Homilía del Domingo de Resurrección (Ciclo B)


DOMINGO DE RESURRECCIÓN (B)

Lecturas: Hch 10, 34a.37-43; 1 Co 5, 6b-8; Jn 20, 1-9

Motivo de júbilo. Cristo vive. Ésta es la gran verdad que llena de contenido nuestra fe. Jesús, que murió en la cruz, ha resucitado, ha triunfado de la muerte, del poder de las tinieblas, del dolor y de la angustia (San Josemaría Escrivá). La Iglesia celebra con júbilo el triunfo de Cristo, su Resurrección, que es la prueba mayor de la divinidad de Nuestro Señor. La fe de los cristianos es la Resurrección de Cristo; esto es lo que tenemos por cosa grande: el creer que resucitó (San Agustín).

La Resurrección del Señor es prenda de nuestra resurrección. Esperamos un Salvador, el Señor Jesucristo, que transformará el cuerpo de nuestra humillación, conforme a su cuerpo glorioso, según el poder que Él tiene de someter a Sí todas las cosas (Flp 3, 20-21). Sobre el cristiano, como sobre Jesús, la muerte no tiene la última palabra; el que vive en Cristo no muere para quedar muerto; muere para resucitar a una vida nueva y eterna. Nuestra muerte ha sido vencida y redimida. Los creyentes en Cristo estamos llamados al gozo de la resurrección y de la vida inmortal a través de la muerte.

Celebración de la fiesta. En la 2ª lectura, leemos: Celebremos la Pascua, no con levadura vieja (levadura de corrupción y de maldad), sino con los panes ázimos de la sinceridad y la verdad. Con estas palabras, san Pablo nos dice que debemos eliminar -tanto de la comunidad eclesial como de la vida personal- lo impuro y pecaminoso, simbolizados en la levadura vieja; y llevar una vida auténticamente cristiana, con ázimos, símbolo de lo limpio y puro. Sólo así, nuestros cuerpos, tras su disolución en la sepultura, resucitarán a su tiempo por el poder del Verbo de Dios para la gloria del Padre, que revestirá de inmortalidad nuestra carne corruptible, pues la omnipotencia de Dios se manifiesta perfecta en lo que es débil y caduco (San Ireneo de Lyon).

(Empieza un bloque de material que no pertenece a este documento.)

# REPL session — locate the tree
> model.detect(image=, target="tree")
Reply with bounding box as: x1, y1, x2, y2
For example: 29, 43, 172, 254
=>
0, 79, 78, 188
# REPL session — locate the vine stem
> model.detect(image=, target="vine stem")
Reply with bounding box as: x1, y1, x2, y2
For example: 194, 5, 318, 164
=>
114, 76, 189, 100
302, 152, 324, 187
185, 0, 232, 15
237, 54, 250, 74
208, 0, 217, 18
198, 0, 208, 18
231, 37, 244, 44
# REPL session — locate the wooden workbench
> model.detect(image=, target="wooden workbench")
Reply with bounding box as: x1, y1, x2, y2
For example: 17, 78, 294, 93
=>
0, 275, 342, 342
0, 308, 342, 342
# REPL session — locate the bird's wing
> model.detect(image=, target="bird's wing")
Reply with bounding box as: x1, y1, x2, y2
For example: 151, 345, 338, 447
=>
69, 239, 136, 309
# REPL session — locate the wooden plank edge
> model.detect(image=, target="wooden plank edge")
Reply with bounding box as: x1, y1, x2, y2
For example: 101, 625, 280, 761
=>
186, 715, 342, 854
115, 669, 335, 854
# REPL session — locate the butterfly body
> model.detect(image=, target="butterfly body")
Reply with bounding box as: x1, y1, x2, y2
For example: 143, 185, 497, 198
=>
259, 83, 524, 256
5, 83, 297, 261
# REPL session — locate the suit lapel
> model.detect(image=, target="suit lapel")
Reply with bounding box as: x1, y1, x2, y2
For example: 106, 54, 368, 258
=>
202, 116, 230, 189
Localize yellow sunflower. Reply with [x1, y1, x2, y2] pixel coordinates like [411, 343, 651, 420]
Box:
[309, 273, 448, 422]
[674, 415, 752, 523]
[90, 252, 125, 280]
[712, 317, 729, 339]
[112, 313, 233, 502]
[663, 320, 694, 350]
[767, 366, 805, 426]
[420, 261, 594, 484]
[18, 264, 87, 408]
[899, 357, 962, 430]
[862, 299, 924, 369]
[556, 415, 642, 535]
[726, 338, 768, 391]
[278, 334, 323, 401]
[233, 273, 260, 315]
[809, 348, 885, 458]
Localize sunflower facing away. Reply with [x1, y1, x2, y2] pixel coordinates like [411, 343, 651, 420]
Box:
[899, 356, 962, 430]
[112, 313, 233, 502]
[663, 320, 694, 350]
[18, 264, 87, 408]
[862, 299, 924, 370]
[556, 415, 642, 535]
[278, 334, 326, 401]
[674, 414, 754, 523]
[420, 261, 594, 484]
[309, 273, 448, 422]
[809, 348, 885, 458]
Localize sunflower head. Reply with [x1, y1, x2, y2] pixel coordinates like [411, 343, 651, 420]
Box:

Por tanto, fe en la resurrección del Señor y fe en que resucitaremos corporalmente un día. Pero también hay que tener fe en las resurrecciones espirituales después de nuestras caídas y miserias: todo lo puedo en Aquel que me conforta (Flp 4, 13).

Testimonio de la Resurrección. Salieron Pedro y el otro discípulo camino del sepulcro. El cuerpo de Cristo no estaba allí. Ambos vieron las vendas por el suelo y el sudario y creyeron. Pues hasta entonces no habían entendido la Escritura: que él había de resucitar de entre los muertos. Se dieron cuenta de que no podía tratarse de un robo, como suponía María Magdalena, al ver los lienzos y el sudario colocados de forma especial. A partir de entonces, para ellos, y para todos los cristianos, Cristo no es un crucificado vencido, sino un resucitado vencedor. Los Apóstoles darán testimonio de la Resurrección del Señor.

Y también nosotros, cristianos del siglo XXI, debemos testimoniar nuestra fe en Cristo. ¿De qué Cristo?, dirán algunos. Del Cristo eternamente joven, del Cristo vencedor de la muerte, del Cristo resucitado para siempre, del Cristo que en el Espíritu comunica la vida del Padre, del Cristo a quien debemos recurrir para fundamentar y asegurar la esperanza del mañana.